After tests, Paralana's potential has been independently assessed, recording an inaugural "measured" resource and with almost half of the total 38,000 petajoules resource moving into the higher confidence "indicated" bracket from the "inferred" category.
The upgrade was a major step forward for Petratherm and partners Beach Energy and TRUenergy, Mr Kallis said.
"It is estimated we have enough geothermal resource potential for about 1300 megawatts of power generation for 30 years, which equates to more than one-third of South Australia's power use," he said.
The SMH has a report on geothermal power project planned for Victoria - Geothermal plant wins state backing.
A GEOTHERMAL energy project near Geelong has landed a $25 million state government grant to help develop a 12-megawatt pilot power plant.
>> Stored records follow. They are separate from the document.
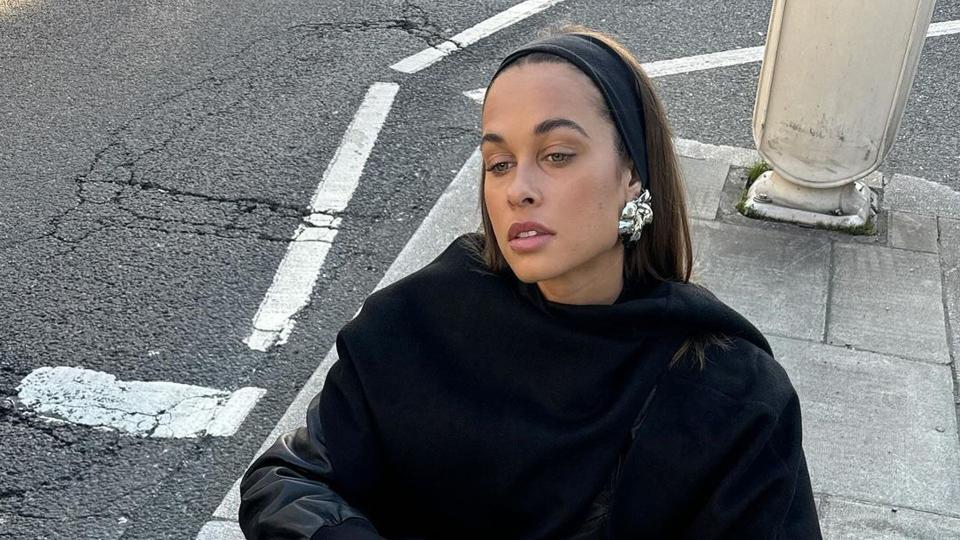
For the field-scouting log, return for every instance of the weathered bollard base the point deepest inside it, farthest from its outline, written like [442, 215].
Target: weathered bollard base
[847, 206]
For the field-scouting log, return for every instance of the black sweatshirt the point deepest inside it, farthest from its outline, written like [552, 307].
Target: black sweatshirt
[465, 405]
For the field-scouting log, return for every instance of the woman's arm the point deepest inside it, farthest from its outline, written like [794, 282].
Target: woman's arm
[313, 482]
[765, 490]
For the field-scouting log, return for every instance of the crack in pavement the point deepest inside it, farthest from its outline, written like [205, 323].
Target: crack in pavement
[127, 167]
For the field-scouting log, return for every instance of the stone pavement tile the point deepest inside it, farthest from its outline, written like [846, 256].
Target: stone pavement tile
[704, 180]
[888, 300]
[915, 232]
[921, 196]
[860, 521]
[950, 266]
[875, 427]
[776, 280]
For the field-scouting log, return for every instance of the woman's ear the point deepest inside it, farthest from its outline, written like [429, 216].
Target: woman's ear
[631, 182]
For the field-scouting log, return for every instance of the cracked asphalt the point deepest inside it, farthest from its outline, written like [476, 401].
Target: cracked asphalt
[156, 157]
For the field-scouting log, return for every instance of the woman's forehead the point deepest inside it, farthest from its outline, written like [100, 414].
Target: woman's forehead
[527, 95]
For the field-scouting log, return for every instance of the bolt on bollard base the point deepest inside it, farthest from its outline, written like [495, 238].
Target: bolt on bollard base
[847, 206]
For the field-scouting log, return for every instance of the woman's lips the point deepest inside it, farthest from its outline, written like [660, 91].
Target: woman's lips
[530, 243]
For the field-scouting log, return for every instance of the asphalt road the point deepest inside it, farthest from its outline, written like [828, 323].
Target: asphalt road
[155, 158]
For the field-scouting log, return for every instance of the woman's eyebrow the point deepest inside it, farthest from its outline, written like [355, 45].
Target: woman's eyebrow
[543, 127]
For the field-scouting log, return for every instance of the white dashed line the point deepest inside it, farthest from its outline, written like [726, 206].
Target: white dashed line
[943, 28]
[455, 212]
[297, 274]
[431, 55]
[148, 409]
[733, 57]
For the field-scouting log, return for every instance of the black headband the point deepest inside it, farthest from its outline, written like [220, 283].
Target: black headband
[614, 78]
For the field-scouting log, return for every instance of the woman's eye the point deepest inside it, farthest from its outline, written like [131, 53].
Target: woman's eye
[495, 168]
[561, 157]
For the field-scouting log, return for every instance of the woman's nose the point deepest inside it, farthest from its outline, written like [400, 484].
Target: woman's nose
[523, 187]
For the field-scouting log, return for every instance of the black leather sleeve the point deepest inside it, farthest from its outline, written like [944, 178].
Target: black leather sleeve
[311, 483]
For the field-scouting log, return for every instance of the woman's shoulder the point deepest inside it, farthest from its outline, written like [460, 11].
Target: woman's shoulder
[737, 371]
[451, 274]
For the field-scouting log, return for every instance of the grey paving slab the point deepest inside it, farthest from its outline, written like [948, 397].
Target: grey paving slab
[704, 180]
[921, 196]
[915, 232]
[950, 268]
[876, 428]
[875, 180]
[775, 279]
[853, 520]
[888, 300]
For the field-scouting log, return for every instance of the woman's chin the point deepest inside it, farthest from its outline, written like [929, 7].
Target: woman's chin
[528, 272]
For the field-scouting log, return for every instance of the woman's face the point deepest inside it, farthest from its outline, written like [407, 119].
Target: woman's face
[549, 157]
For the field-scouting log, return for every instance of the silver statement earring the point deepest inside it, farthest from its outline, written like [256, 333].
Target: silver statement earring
[634, 216]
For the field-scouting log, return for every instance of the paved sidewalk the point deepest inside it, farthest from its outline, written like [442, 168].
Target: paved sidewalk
[866, 326]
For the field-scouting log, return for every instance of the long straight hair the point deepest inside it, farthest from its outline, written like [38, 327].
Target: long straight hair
[664, 251]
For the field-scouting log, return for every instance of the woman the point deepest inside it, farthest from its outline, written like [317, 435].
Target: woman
[556, 376]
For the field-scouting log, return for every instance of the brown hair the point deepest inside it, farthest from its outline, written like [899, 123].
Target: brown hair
[664, 252]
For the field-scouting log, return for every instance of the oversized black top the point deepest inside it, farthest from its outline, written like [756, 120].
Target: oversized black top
[465, 405]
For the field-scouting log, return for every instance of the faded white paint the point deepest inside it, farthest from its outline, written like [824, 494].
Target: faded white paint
[431, 55]
[220, 530]
[733, 57]
[144, 408]
[455, 212]
[297, 274]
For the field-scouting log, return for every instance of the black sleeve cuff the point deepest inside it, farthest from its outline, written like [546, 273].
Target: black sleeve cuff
[349, 529]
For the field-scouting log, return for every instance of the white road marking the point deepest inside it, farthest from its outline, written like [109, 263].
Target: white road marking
[431, 55]
[148, 409]
[455, 212]
[298, 271]
[943, 28]
[734, 57]
[741, 157]
[220, 530]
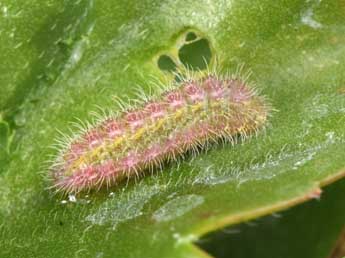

Greenearth Energy, which secured the money yesterday, says its plans for the demonstration plant could power up to 8000 homes.
The grant follows two years of negotiations with both Labor and Coalition governments to secure the funds under the state's Energy Technology Innovation Strategy, first promised in 2009. The first $5 million will go towards drilling a four-kilometre deep well to test the geothermal resource at one of the company's exploration sites. Greenearth holds exploration licences for Gherang, Wensleydale and Anglesea, and a preferred site will be announced in three months.